I can't say that I've done things up to the highest standard, however. Our weekly menu has a dedicated breakfast-for-dinner night in addition to frozen-food night. And there might have been a few busy nights where cold cereal counted as a meal (of course, this won me highest acclaim in the under-thirty-seven population of our household).
Story time has been hit or miss, depending on how tired I've felt. One night Eleanor asked me to tell her a story - Brandon is the storyteller in our family and makes up wonderful stories about Eleanor, Space Donkey, and their extra-planetary adventurers. When I came up with the shortest story I could think of, she folded her arms and pouted, "Mom, you tell terrible stories." It had been a long day, so I shot back, "Well, I'm all out of talking. If I had children that listened to me the first time I asked them to do something, instead of making me asking them ten times, maybe I would have some words left to use for stories. But I don't and I spend all day telling everyone to do things over and over and over again, so my stories are indeed terrible."
I'm somewhat surprised that the neighbors have not called CPS on me yet, as most days William can be spotted wandering around the yard in just his underwear. Joseph has taken to climbing trees and yelling at the neighbors across the street as they play with their children in the yard, calling out our life story to anyone who would care to listen. I'm constantly leaving most of them home alone while I take one child or another to one more doctor's appointment. And, of course, someone always starts screaming at some point every single day during afternoon outside play time.
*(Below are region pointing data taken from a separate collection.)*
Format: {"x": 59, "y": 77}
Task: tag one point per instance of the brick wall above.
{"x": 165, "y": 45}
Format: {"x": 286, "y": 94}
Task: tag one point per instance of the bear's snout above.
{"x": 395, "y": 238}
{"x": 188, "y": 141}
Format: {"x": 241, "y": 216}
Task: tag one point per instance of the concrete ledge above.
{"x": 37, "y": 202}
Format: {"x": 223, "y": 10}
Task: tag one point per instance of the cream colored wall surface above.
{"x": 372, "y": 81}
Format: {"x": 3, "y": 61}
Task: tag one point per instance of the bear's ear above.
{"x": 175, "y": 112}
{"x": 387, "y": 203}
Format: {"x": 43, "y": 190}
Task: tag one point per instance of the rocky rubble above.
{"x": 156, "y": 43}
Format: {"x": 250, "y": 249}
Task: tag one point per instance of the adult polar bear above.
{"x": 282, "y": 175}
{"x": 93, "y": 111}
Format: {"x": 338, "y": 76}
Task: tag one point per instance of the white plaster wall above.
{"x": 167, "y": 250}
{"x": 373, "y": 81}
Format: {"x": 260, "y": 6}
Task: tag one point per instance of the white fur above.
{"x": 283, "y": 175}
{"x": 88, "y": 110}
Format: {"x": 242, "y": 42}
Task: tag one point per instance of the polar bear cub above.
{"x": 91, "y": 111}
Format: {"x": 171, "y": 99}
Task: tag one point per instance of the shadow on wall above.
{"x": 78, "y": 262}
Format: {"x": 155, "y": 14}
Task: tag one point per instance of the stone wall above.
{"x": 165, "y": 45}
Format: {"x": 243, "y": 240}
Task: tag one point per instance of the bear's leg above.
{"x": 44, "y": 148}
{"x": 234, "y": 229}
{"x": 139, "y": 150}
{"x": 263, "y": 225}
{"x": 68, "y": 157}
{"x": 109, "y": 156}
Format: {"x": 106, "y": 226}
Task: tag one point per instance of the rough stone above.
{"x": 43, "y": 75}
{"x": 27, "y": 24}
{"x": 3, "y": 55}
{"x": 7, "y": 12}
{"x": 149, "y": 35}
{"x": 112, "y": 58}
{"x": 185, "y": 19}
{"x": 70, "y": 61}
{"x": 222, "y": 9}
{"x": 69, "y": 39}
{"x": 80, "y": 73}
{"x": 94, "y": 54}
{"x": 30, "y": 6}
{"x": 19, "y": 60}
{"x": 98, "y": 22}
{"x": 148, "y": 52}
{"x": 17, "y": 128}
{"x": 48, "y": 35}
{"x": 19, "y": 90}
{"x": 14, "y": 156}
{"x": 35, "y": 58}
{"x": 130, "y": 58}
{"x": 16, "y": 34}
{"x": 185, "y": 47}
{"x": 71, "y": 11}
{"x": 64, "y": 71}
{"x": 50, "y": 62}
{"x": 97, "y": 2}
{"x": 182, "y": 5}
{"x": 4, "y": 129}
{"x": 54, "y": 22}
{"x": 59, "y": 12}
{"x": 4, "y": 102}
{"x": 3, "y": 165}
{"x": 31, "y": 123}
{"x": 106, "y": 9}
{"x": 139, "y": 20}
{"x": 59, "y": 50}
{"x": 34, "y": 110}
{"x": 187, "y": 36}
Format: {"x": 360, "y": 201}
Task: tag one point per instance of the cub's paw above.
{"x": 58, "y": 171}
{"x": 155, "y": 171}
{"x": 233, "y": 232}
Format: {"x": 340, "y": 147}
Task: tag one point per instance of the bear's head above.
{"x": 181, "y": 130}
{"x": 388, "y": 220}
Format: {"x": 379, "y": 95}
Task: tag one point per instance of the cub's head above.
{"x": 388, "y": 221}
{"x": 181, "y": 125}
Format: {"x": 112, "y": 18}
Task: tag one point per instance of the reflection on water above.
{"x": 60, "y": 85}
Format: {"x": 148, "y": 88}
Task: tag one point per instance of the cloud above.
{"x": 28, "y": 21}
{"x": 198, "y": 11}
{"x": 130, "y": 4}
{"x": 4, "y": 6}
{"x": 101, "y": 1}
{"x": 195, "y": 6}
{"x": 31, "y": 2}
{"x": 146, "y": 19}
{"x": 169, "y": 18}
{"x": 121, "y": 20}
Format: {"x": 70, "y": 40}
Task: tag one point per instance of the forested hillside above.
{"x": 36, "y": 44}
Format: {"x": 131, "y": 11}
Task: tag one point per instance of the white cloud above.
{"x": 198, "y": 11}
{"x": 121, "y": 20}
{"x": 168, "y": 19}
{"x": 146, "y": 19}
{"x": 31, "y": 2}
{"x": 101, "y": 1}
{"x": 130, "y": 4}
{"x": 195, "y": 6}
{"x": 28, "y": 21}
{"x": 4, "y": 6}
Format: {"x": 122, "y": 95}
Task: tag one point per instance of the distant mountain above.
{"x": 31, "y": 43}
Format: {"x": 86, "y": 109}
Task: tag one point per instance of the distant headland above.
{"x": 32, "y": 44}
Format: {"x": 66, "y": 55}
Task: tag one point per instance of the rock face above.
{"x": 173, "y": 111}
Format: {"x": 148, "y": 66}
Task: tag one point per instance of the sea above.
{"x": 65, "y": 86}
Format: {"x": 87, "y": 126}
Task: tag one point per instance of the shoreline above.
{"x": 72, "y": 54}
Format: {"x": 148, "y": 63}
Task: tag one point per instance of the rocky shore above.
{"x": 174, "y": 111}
So yes, nobody has died. But we also haven't devolved into total chaos while living in our own filth (an my toilet has been cleaned almost every week), so I count my single-parenting time here as an overall win.
But it will be very nice have two parents to mind the food and conversation (and maybe even start reading scriptures again) at the breakfast table Friday morning, and two voices to encourage the children to stop fighting, and two sets of hands to make and clean up dinner. My hat is off to those of you who do this full-time or on a regular basis. Life is much easier with two adults running the monkey circus.
But even more than having another set of hands around, I'm just looking forward to being together with Brandon again. We try and talk several times a day, but a phone call is no replacement for having your husband there. I've realized (again), that I just don't do well alone. I may have six children surrounding me, but I'm still alone when I need real conversation that isn't punctuated by repeated commands to eat something or clean something or leave someone alone. Thankfully, time with friends and family has kept me from completely losing it (and how grateful I am to have friends and family who will keep me sane), but I'm so glad that my best friend will be showing up this week. I can hardly wait.